Vice director of the State Food and Drug Administration Wu Zhen said at a national conference on medicine safety that most efforts will focus on the makers of injections.

A series of injection-related medical accidents occurred in 2006, arousing great concern throughout the country, including incidents involving Xinfu antibiotic and Sodium Houttuyfonate injections, the latter for the treatment of children with pneumonia.

At Thursday's meeting in Xiamen, Fujian Province, Wu Zhen said the administration has added injections to its list of high risk medical products since they can lead to the deaths of patients.

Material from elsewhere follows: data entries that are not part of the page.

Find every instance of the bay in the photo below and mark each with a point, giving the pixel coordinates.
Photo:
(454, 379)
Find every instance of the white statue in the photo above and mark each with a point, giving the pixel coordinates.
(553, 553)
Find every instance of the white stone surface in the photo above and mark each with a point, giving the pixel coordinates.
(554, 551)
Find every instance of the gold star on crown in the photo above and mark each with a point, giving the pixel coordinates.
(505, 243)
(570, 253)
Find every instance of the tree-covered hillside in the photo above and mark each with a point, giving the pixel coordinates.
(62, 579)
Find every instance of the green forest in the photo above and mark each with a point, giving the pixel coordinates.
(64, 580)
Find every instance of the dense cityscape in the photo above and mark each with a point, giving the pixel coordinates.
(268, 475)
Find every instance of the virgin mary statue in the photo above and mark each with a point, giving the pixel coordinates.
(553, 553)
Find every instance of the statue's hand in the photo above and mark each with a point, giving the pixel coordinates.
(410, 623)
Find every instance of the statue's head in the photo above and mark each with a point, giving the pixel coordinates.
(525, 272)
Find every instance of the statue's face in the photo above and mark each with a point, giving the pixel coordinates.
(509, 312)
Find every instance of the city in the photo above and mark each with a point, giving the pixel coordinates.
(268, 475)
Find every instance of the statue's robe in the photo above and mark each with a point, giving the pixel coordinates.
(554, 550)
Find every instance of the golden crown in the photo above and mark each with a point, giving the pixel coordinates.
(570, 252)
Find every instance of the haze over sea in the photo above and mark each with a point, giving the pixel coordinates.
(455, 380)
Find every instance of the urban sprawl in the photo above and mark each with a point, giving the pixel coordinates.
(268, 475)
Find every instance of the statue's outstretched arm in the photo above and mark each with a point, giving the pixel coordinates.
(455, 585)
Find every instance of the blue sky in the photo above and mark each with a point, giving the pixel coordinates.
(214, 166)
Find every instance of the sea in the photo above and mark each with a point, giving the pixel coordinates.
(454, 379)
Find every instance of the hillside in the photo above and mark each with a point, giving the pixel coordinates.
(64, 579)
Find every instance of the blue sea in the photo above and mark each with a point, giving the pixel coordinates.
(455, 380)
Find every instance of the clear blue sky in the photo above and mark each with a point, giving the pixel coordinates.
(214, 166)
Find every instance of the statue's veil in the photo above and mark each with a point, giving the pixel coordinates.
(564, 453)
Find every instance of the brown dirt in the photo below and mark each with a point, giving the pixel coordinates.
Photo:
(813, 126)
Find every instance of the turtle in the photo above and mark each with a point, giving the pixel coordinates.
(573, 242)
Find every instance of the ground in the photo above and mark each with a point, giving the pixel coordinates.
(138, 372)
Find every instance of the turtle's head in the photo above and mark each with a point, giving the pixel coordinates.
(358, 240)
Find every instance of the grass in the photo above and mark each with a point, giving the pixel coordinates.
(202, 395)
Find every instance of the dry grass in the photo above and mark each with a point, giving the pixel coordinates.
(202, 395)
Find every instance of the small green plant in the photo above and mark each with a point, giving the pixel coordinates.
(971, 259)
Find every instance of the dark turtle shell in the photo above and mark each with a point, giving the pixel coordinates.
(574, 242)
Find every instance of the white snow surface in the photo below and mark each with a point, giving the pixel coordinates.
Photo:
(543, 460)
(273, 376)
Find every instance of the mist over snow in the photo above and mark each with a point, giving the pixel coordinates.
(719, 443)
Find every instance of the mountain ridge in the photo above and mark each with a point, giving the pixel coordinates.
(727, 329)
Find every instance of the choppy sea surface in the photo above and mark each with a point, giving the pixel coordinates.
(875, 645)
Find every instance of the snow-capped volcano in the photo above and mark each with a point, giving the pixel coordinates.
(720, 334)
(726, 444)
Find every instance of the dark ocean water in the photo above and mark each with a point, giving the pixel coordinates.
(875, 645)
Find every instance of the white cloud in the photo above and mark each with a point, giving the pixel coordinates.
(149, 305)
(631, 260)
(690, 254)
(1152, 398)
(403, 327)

Wu Zhen said the watchdog has divided injections into three categories according to their risk rating. The first category includes blood products, multi-component biochemical medicines, vaccines, biological medication and Chinese traditional medicines administered through mainline injection.

Other injections administered by mainline injection are grouped in the second category, Wu said, with all remaining injections making up the third.

Wu said different measures will be adopted to supervise the production of injections across all categories. The first two categories will undergo more severe and frequent examinations, he explained.

In addition to the production process, Wu also urged equal efforts in the supervision of sample testing.

Also at the meeting, the administration revealed it is mulling a scheme to send supervisors from provincial drug watchdogs to pharmaceutical plants to conduct inspections.

It said the plants in the first and second categories must be operated under the supervision that also applies to part of pharmacies producing injections in the third.